Indirect immunofluorescence assay (IFA) was carried out as described previously (1). Briefly, the blastospores from the different yeast species studied were grown on Sabouraud agar plates for 48 h at 24 or 37°C, resuspended in PBS at a cell density of 106 cells/ml, and placed on Teflon-coated immunofluorescence slides. The slides were incubated with the anti-C. dubliniensis serum diluted 1:5 in PBS supplemented with Evans blue (0.05% [wt/vol]) and Tween 20 (0.05% [vol/vol]) and washed, and the reacting antibodies were revealed by incubation with biotin-conjugated anti-rabbit immunoglobulin G (Sigma), followed by incubation with fluorescein isothiocyanate-conjugated ExtrAvidin (Sigma). Slides were mounted with carbonate-glycerol mounting fluid and examined with an epifluorescence microscope.

Sodium dodecyl sulfate-polyacrylamide gel electrophoresis and Western blotting.

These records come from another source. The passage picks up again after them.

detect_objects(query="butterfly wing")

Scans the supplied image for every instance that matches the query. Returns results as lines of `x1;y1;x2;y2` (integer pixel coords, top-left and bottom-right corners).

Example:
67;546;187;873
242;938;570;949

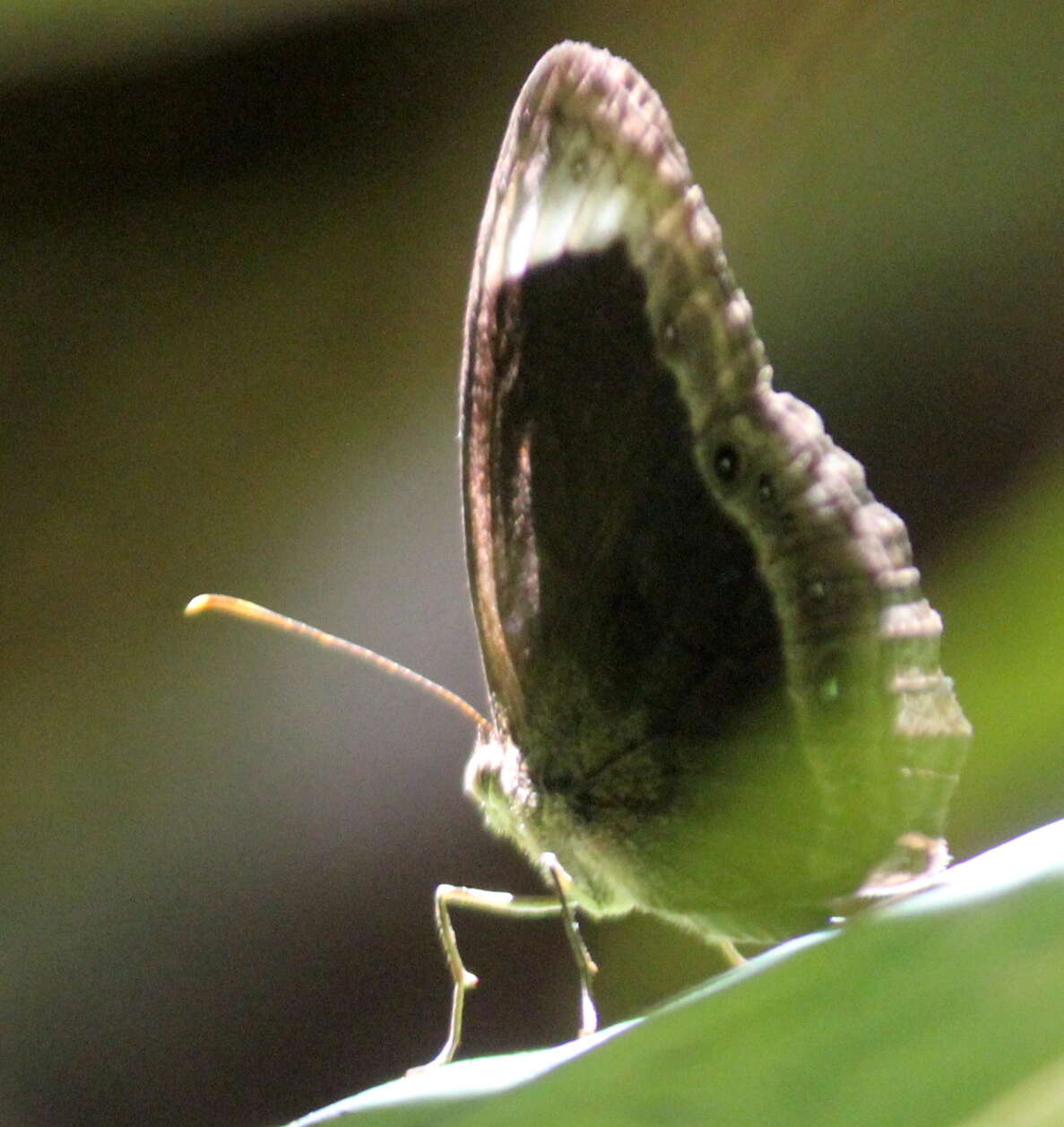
461;44;967;938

Sodium dodecyl sulfate-polyacrylamide gel electrophoresis of yeast cell wall extracts prepared in the presence of DTT was performed by the method of Laemmli (8) in a minigel system (Bio-Rad Laboratories, Richmond, Calif.). Electrophoresis was carried out in 10% (wt/vol) gels at 200 V. Subsequently, the proteins contained in the gels were electrophoretically transferred to a nitrocellulose membrane (Bio-Rad) with a fast blot system (Biometra, Göttingen, Germany). After the transfer, the nitrocellulose membranes were blocked in 10% (wt/vol) nonfat dry milk in Tris-buffered saline, incubated with the anti-C. dubliniensis sera, and finally incubated again with peroxidase-conjugated anti-rabbit immunoglobulin G antibodies (Sigma). Immunoreactive bands were visualized with 4-chloro-1-naphthol by standard procedures.

RESULTS

Reactivities of the anti-C. dubliniensis sera by indirect immunofluorescence.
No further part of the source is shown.